Posted on March 31, 2009 10:42 PM
Obviously, religion and mental illness has some rather alarming overlaps. I expect that the authorities involved are honestly adding this to humor a deeply disturbed woman. They know, as do all reasonable people, that resurrection won't happen.
One day, hopefully, the mother and the other members of this cult will realize this and gain some understanding of the enormity of what they did. Right now, they obviously have less capacity than most would. :(
Posted on April 1, 2009 2:37 PM
Kuranes,
To answer your question, "I wonder if people in the first days after Jesus' death looked on the first Christians as a wacko cult."
The people of the first century feared Christians. The resurrection was a fact with which they had to contend.
An empty grave, no body, once terrified and hiding disciples now emboldened by appearances they beleived to be the resurrected Jesus.
Posted on April 1, 2009 9:17 PM
More weird news on the religion front:
* Pope Benedict announced that the Vatican is now the world's largest Jehovah's Witness Kingdom Hall
* President Obama revealed that he is, indeed, the Antichrist, and is requiring all recipients of stimulus funds to take the Mark of the Beast
* A large donkey waddles into the morning service at Thomas Road Baptist Church, says it is Jerry Falwell reincarnated, and urges everyone to become Buddhists Before It's Too Late
* The Dalai Lama resigns his post to star in a Broadway revival of -- you guessed it -- "Hello Dalai"

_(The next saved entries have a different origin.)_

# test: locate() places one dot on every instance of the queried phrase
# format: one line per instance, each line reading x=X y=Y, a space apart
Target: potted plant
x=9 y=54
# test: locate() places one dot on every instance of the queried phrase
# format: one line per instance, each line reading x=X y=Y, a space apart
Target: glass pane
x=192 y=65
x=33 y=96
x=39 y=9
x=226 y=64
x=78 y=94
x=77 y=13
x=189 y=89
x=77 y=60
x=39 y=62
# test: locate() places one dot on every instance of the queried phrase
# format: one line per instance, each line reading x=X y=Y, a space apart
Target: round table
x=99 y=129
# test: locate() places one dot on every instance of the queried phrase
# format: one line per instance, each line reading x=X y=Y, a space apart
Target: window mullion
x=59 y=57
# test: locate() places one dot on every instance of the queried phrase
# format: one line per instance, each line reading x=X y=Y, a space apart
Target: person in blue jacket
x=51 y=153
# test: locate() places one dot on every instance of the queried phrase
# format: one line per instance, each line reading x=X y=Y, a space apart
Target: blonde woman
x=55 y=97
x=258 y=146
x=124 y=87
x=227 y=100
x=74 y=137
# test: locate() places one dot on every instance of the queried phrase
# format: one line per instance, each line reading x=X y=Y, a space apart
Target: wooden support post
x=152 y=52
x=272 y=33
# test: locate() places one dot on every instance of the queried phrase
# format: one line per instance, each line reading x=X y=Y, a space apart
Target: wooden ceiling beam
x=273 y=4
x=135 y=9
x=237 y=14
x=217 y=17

* Rev. Roberts confirms persistent rumors that his real first name is Clarence. "Oral" is only a nickname
* Jesus Christ returns with a shout of archangels, a flourish of trumpets, and all the Host of Heaven, but all the reporters are away covering Britney Spears' latest relapse
Hope you all had a happy April Fools
Posted on April 1, 2009 10:31 PM
The resurrection was only a fact to those first century people who believed in it. Pagan sources like Tacitus called Christianity a pernicious superstition; the satirist Lucian thought it ridiculous; Celsus scorned it for attracting only riff-raff. None of them thought they had to contend with the resuirrection. The disciples only had to believe in the resurrection to be transformed, whether it had actually happened or not; just as many people are profoundly changed (and not always for the better) by coming to believe in the resurrection despite never having seen the risen Jesus. The empty tomb (if it was not a myth) can be plausibly explained by a number of scenarios other than the miraculous return to life of Jesus.